I would like to point out that there are indeed wonderful things going on in NYC — I have regular contact with many great artists there. But WK is right in that what gets ATTENTION is mostly the butt end of the scene. I suspect the decline is 99% in the CRITICS, a decline he points out. A synecdoche of the overall decline in talented observers/critics in the artworld. And that in NYC, the spot that had generally lead the way.
You are right about Snow, I think, Claudine. And about Peyton to an extent too — in short she is interesting as a symptom, not as an artist.

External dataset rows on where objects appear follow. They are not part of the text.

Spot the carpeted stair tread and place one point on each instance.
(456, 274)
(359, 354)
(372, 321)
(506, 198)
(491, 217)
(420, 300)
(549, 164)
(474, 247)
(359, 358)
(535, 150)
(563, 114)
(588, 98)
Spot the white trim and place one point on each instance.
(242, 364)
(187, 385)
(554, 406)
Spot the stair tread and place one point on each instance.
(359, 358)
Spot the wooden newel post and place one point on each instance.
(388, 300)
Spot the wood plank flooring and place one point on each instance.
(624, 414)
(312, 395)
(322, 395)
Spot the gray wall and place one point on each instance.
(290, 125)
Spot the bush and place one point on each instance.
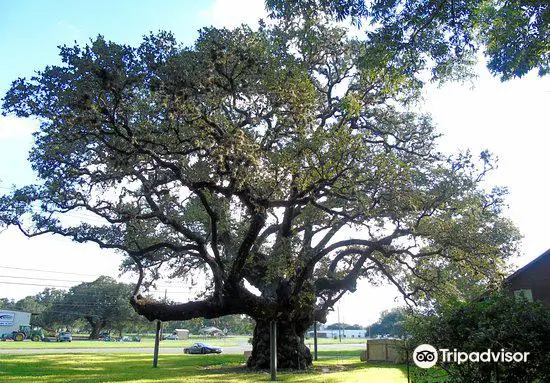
(497, 321)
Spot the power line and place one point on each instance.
(32, 284)
(42, 279)
(48, 271)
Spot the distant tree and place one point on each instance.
(288, 158)
(513, 35)
(102, 303)
(7, 304)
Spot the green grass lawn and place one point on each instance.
(148, 341)
(145, 342)
(136, 368)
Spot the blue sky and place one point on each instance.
(510, 119)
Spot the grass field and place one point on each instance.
(148, 342)
(136, 368)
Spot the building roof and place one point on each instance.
(533, 264)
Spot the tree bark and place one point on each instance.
(292, 353)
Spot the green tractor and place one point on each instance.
(27, 332)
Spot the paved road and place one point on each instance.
(162, 350)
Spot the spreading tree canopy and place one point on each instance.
(285, 159)
(514, 35)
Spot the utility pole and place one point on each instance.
(315, 340)
(339, 325)
(156, 350)
(273, 349)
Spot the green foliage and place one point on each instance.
(249, 157)
(496, 321)
(413, 35)
(103, 304)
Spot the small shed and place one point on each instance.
(11, 320)
(532, 281)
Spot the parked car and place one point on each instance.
(201, 348)
(104, 336)
(64, 336)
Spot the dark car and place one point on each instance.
(201, 348)
(64, 336)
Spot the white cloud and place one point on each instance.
(13, 127)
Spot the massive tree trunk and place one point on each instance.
(291, 351)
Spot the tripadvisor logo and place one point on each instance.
(426, 356)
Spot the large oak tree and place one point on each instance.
(285, 159)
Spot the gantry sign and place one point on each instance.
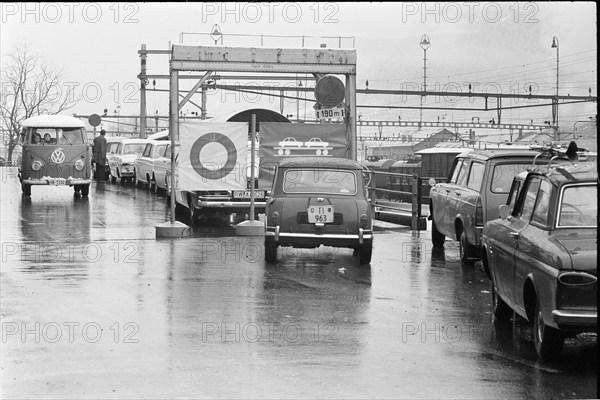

Mark -David Reed is a very good painter -there are other serious painters in New York- compared to where it was at its apogee- decline has happened -precipitous decline -one need look no further than the recent ascension of Mary Heilman -and or Josh Smith -in the realm of more modernist-abstraction to see what I mean- this has to do with both artists and the critics who champion this falling off—–
Agreed to an extent, WK, BUT to that extent the whole WORLD has fallen off. NYC did have Pop and Minimal and Conceptualism and East Village and and and— all after Ab Ex. Look at Germany — where they often proclaim the end of the US, and then promote Daniel Richter as a “star”! Gimme a break. I think Mary is/was historically important (as stubborn defense of painting during and against puritanical anti-painting-ists like Judd — similar to and leading to Lasker and Reed who are pals of hers). Josh Smith pretty well sums up a TON of problems. But looking beyond the US I see the same problems everywhere, and see it in what gets focused on.